Enver Eşki, “hırsların azaltılması” konusunda konuşmasının başında, “İsrail izole edildi çünkü bu barışa uygun değildi, Türkiye ise Osmanlı’nın görkemini geri getirme rüyasını uyandırdı” şerhini düşmüştü.  

Amerika’daki bu oturumdan beş gün sonra Mossad’a yakın Herzliya Enstitüsü’nde Adalet Bakanı Ayelet Shaked (“Filistinli anneler ölmeli” diyen kadın) Kürtlerle işbirliği çağrısı yaparak şunları söyledi:

“Bölgedeki ılımlıları güçlendiren bu misyon, İsrail’in ahlaki ve stratejik çıkarlarından biridir.
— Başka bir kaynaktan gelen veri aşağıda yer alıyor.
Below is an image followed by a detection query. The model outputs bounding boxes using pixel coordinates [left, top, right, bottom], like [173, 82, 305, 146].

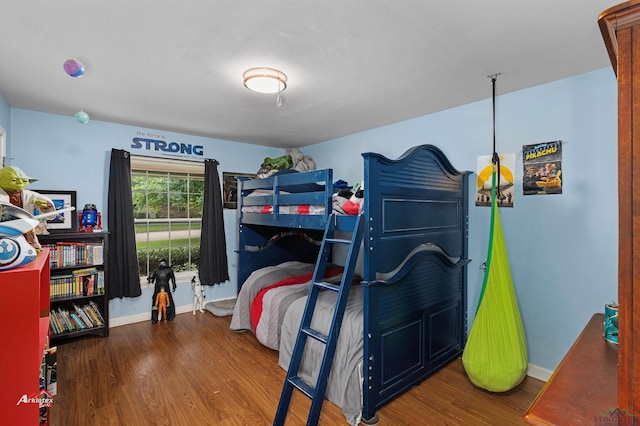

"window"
[131, 156, 204, 281]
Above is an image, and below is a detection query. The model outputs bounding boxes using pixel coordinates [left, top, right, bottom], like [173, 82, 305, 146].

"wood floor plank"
[50, 312, 544, 426]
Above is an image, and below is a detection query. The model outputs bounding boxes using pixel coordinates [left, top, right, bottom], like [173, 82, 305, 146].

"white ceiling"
[0, 0, 620, 148]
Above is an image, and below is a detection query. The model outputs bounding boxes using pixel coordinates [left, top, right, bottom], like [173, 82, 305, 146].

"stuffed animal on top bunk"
[256, 148, 316, 179]
[0, 166, 56, 250]
[333, 181, 364, 215]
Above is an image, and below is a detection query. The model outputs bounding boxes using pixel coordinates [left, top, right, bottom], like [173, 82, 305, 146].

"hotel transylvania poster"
[522, 141, 563, 195]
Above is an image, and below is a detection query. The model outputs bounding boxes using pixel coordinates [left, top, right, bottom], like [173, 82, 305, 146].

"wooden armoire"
[598, 0, 640, 418]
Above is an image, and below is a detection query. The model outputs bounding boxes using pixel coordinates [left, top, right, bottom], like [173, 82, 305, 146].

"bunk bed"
[232, 145, 469, 424]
Kürtlerle politik, finansal ve kültürel köprüler kurulmalı ve onlara birleşik bir cephede stratejik ortaklıklar kurmalıyız. Tüm bölgedeki Kürtler ve kardeşleriyle işbirliği sürecini kurma zamanı..”

Shaked’den sonra kürsüye gelen dönemin İsrail Savunma Bakanı Moshe Ya’alon da, “Müslüman Kardeşler ve Hamas’ı destekleyen Katar ve Türkiye’yi asla unutamayız” cümlesini sarf etti. 
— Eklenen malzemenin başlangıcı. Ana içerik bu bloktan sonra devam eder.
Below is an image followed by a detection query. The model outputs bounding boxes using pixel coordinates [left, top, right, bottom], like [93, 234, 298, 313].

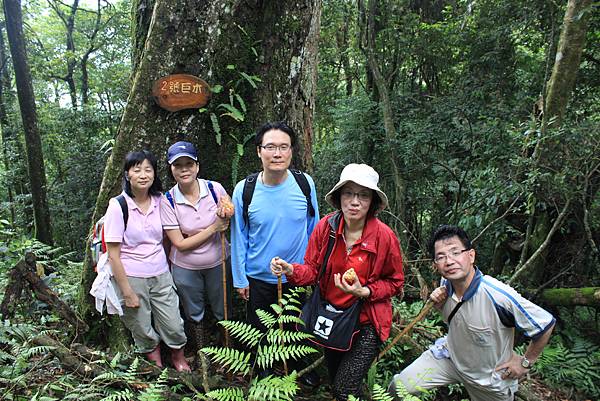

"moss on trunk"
[80, 0, 321, 346]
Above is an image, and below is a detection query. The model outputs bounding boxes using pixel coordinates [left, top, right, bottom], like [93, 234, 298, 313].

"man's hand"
[429, 286, 448, 309]
[333, 273, 371, 298]
[236, 286, 250, 301]
[270, 256, 294, 277]
[496, 352, 529, 380]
İsrail Adalet Bakanı Shaked 2016 başında da, “Türkiye ve İran arasında yer alması gereken bir Kürt devletinin kurulması için uluslararası topluma çağrı yapmalıyız” demişti. 

2016 Ağustos ayında İsrail’in Jerusalem Post gazetesine “demokratik federalizm” istediklerini belirten KDP-İran Genel Sekreteri Mustafa Hicri, “desteklenmeleri halinde İran devletine karşı güçlü bir ayaklanma merkezi olabileceklerini” açıkladı. 

Bu açıklamadan 10 gün sonra ABD Erbil Başkonsolosluğu Siyasi Büro Şef Yardımcısı Jeff Mazor başkanlığındaki bir heyet, KDP-İRAN’ın Erbil’deki siyasi bürosunu ziyaret ederek, “KDP-İ’nin faaliyetlerinin makul ve siyasi olduğunu ABD’nin bu tür çabaları desteklediğini”  bildirdi. 

Yine aynı günlerde, Amerika’nın İran’da “ayrılıkçı Kürtlere” askeri eğitim verdiği ortaya çıktı. 

“Gölge CIA” diye anılan Stratfor’un “KDP’ye bağlı güçlerin İran içerisinde güçleneceği ve uluslararası toplumun bu örgüte destek vereceği” yönündeki analizinde, Erbil’de konsolosluk açan Suudi Arabistan’ın, İran’daki Kürt muhaliflere silah ve para yardımında bulunduğu belirtildi.

2016 Eylül sonunda da pek gündeme düşmeyen bir görüşme gerçekleşti. Birleşik Krallık Ankara Büyükelçisi Richard Moore, Irak Kürdistan Bölgesi Yönetimi Güvenlik Müsteşarı Mesrur Barzani ile Erbil’de görüştü. İlginç olan ise bu görüşmeye Birleşik Krallık’ın Irak Büyükelçisi Frank Baker ya da Erbil Başkonsolosu’nun katılmayışı... 

Eski Suudi general Enver Eşki’nin iki yıl önce bahsettiği “İran’da rejim değişikliğinin gerekliliği” konusu ABD Senato Silahlı Hizmetler Komisyonu Başkanı Senatör John McCain tarafından geçtiğimiz hafta yeniden dile getirildi. McCain, eski İran Şahı Rıza Pehlevi’nin oğlu rejim muhalifi Reza Pehlevi ile yaptığı görüşmede ”İran’da rejim değişikliğinin hayati bir önem taşıdığını” belirterek Pehlevi’yi kongre oturumuna davet etti.



Michael Rubin’in mektubu

Kuzey Irak Kürt Bölgesel Yönetimi ve Barzani konusuna gelince…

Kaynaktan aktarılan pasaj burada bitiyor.